Sin mediar palabra alguna, se levantó de su silla con brusquedad.
—¿En dónde está mi escaleta? —se preguntó, desesperado, al tiempo que se agachaba y empezó a buscar en los cajones del escritorio, sin éxito alguno. Su rostro se puso pálido—. ¿DÓNDE MIERDA ESTÁ MI ESCALETA? —habló mientras se agachaba para husmear en el suelo.
Levantó su laptop, varios de los papeles, de las libretas y demás cosas de su escritorio, con varios movimientos bruscos, sin éxito alguno. El ruido que provocaba al tirar las cosas al suelo me escarapelaba el cuerpo.
Empezó a buscar en la papelera, sacando varios desechos de la basura hacia atrás. Tuve que saltar más de una vez para impedir que una cáscara de plátano o un envase de yogurt me dieran en el rostro. ¡Qué asco!
Se dirigió al librero. Retiró con brusquedad lo que ahí había, provocando más desorden, si todavía cabía, en la habitación.

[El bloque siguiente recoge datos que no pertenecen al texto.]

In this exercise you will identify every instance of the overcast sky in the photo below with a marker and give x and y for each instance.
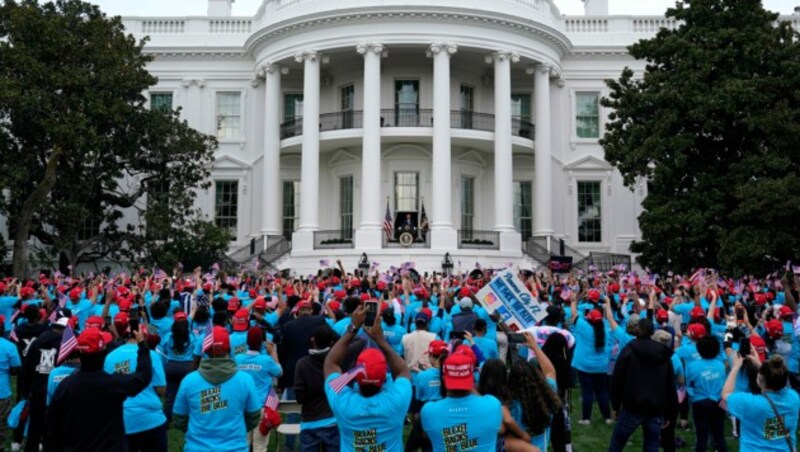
(249, 7)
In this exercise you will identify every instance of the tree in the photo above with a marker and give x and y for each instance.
(79, 147)
(712, 125)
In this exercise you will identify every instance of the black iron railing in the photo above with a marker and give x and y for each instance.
(483, 240)
(339, 238)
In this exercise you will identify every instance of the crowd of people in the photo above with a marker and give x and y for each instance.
(391, 361)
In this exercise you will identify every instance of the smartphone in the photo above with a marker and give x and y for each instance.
(372, 313)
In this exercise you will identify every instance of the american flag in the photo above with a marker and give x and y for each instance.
(208, 340)
(68, 344)
(388, 226)
(272, 399)
(338, 383)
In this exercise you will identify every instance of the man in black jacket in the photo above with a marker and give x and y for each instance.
(86, 410)
(309, 389)
(643, 387)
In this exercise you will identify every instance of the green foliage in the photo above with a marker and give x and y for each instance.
(712, 125)
(198, 243)
(71, 79)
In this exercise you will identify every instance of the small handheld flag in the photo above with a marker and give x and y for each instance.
(338, 383)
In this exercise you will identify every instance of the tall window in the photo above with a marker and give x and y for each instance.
(587, 117)
(157, 219)
(226, 204)
(161, 102)
(347, 104)
(406, 192)
(523, 209)
(467, 204)
(406, 99)
(346, 206)
(229, 115)
(467, 100)
(291, 207)
(292, 107)
(589, 212)
(521, 107)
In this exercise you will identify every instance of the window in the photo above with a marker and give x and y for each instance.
(226, 204)
(467, 98)
(406, 103)
(291, 207)
(346, 206)
(521, 107)
(161, 102)
(587, 117)
(348, 103)
(406, 192)
(229, 115)
(523, 208)
(157, 221)
(467, 205)
(589, 212)
(292, 107)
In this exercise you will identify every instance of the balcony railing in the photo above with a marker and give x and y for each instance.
(471, 239)
(459, 119)
(341, 238)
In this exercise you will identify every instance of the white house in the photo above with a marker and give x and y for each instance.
(484, 112)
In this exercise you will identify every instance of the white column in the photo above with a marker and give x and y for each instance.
(443, 235)
(270, 169)
(543, 173)
(309, 170)
(368, 235)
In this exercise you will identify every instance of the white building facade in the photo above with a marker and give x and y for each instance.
(485, 113)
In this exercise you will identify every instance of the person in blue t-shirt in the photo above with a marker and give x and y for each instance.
(370, 417)
(145, 422)
(463, 420)
(262, 368)
(769, 419)
(704, 380)
(177, 346)
(217, 404)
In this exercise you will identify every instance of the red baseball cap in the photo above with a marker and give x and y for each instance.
(697, 331)
(91, 341)
(437, 347)
(774, 328)
(241, 320)
(220, 341)
(458, 372)
(375, 367)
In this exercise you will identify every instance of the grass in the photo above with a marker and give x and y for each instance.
(595, 437)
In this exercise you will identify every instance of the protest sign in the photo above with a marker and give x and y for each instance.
(512, 301)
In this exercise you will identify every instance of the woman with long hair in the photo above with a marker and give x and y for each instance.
(534, 397)
(494, 382)
(591, 360)
(178, 349)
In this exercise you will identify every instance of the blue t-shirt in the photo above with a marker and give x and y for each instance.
(168, 348)
(515, 408)
(370, 423)
(587, 358)
(428, 385)
(262, 368)
(143, 411)
(760, 429)
(704, 380)
(216, 412)
(9, 357)
(463, 423)
(57, 375)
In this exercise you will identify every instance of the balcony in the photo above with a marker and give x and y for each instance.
(459, 119)
(471, 239)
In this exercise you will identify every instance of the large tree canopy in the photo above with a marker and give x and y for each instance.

Hizo lo propio con la ropa, revistas y demás cosas que estaban desperdigadas.
Luego de varios minutos, en los que no pudo dar con la bendita escaleta, lo siguiente que me dijo me estremeció:
—¿Ves lo que provocas? —preguntó de mala gana, acercándose furioso hacia mí.
En sus ojos había una rabia indecible. Pero esto no me detuvo. Al contrario.
¿Me echaba la culpa de su desorden? ¿Era en serio? ¡Que no joda!
—¿C-Ó-M-O? —hablé, indignada.
—Vienes aquí y me distraes con tus charlas de pacotilla, mocosa. Solo me haces perder el tiempo. Y ahora... ahora... ¡No puede ser! —Me dio la espalda.
Ah, no. ¡Esto ya era demasiado? ¿Echarme la culpa de que no encontrara su escaleta? ¿Yo? ¿Yo?
¡Que no me viniera con culpas de excusas ni ocho cuartos! Él era el maldito culpable de que su vida y su trabajo estuvieran patas arriba, y así se lo iba a hacer saber.
Cuando me acerqué envalentonada hacia él, para estar frente a frente y responderle como se merecía, un detalle me paralizó.
—¿DÓNDE ESTÁ MI ESCALETA, MOCOSA? —habló con verdadero terror, más que reproche.
Dash se cubría las orejas con las manos, haciendo mucha presión. Su cara estaba llena de un sudor, que no parecía ser producto del calor. Su piel era blanca como el papel, de verdadero espanto y terror. Pero, lo más sorprendente, fue lo que a continuación me mostró:
—¿Dónde está mi escaleta, mocosa? —me suplicó con terror—. ¿Dónde? Dímelo, por favor —continuó mientras una pequeña lágrima bajaba por su mejilla izquierda.